Take for instance, Deep Rooted, launched by Clover Ventures, a greenhouse agritech startup. Founded in 2018, the startup works with about 60 small-scale farmers with landholdings of more than 70 acres around Bengaluru and Hyderabad. It started as a B2B supply chain for perishables and assisted small and marginal farmers in producing high-quality perishable crops. During the pandemic the startup pivoted to an F2C avatar, Deep Rooted. The D2C fruits and vegetables brand is founded on three pillars: fresh, clean, and community. It delivers fresh produce in under 24 hours from farms less than 150 km away from urban centres.

Says Avinash BR, co-founder at Clover Ventures: “With consumers valuing high-quality produce, we witnessed steep demand for perishables from consumers residing in housing societies during lockdowns. This saw our portfolio of products being doubled as compared to the pre-Covid level. We envisage building India’s first fresh produce supply chain that’s adapted to the challenge of climate change.”

Then, there is Farmley, a direct-from-farm brand delivering, what are billed as, the freshest and cleanest dry fruits, to the world. “Sourced directly from farms, we at Farmley make available nuts and dry fruits that have been passed on to us through generations,” says Akash Sharma, co-founder & CEO at Farmley. Sourcing products at fair value prices, Farmley has increased farmers’ incomes severalfold, built a fast-growing community-driven brand, and delivered premium quality nuts and dry fruits to consumers who value both health and taste.

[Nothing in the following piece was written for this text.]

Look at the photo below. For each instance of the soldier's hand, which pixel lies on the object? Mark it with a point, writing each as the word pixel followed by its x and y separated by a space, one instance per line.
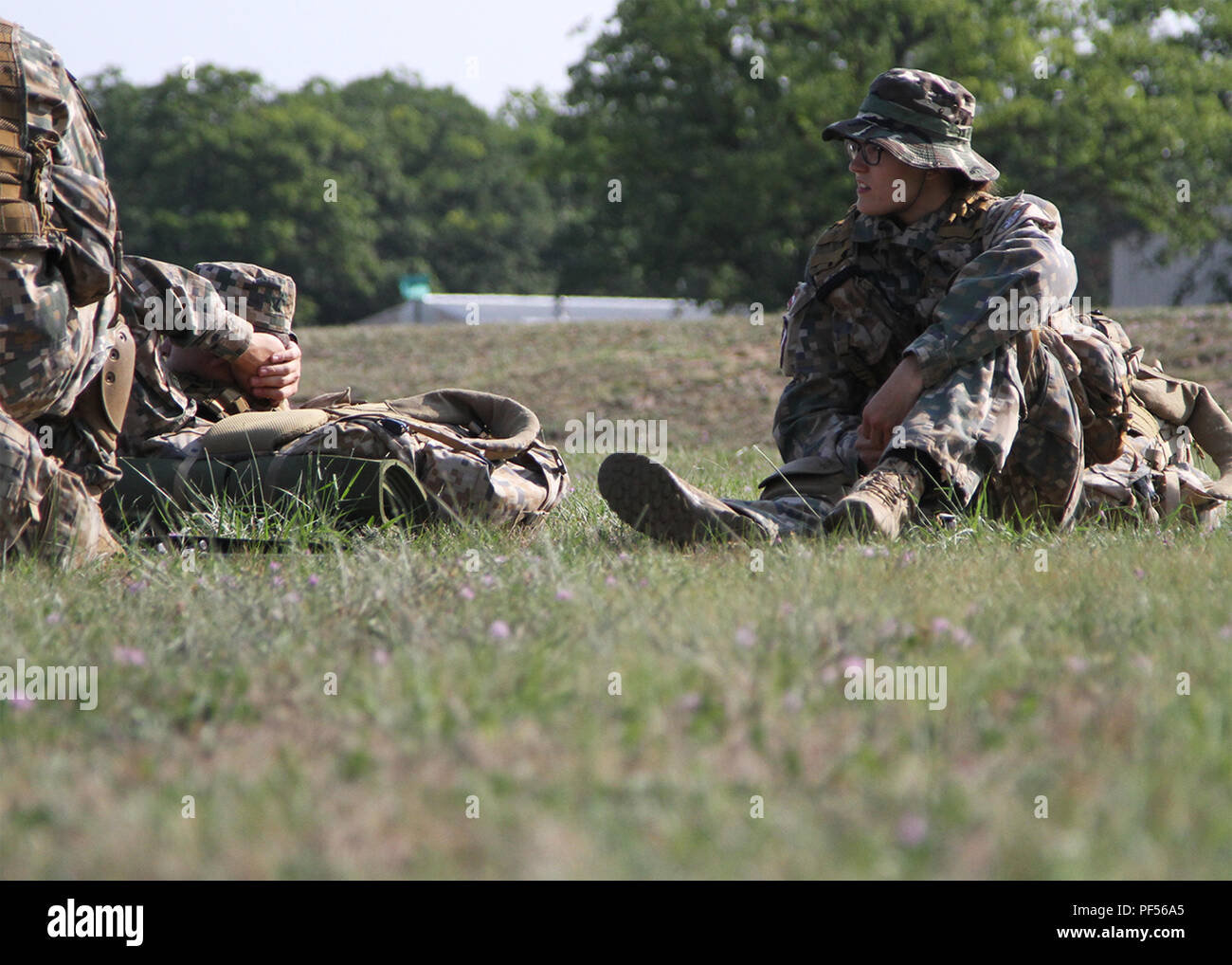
pixel 887 410
pixel 279 378
pixel 260 350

The F2C phenomenon is not confined to fruits and vegetables alone. A case in point is ReshaMandi, said to be India’s first and largest B2B marketplace digitising the natural fibre supply chain. “Our larger purpose at ReshaMandi is to create value for all our stakeholders even as we provide sustainable solutions,” says Mayank Tiwari, its founder & CEO. “Early this year, we diversified into the D2C space through our platform ReshaWeaves, wherein we aim to bring exquisite sarees made of natural fabrics to our consumers at disruptive prices.”

He adds: “We want to create a value-added natural fibres supply chain that will transform the industry.” ReshaMandi also provides value-added services such as quality testing, technical advisories, high-quality inputs, and market linkages. It has boarded more than 35,000 small businesses spanning farmers, small and medium enterprise manufacturers, and retailers onto its supply chain. The startup’s efforts have helped increase small business incomes by 35-55% and pushed the use of indigenous raw silk dramatically.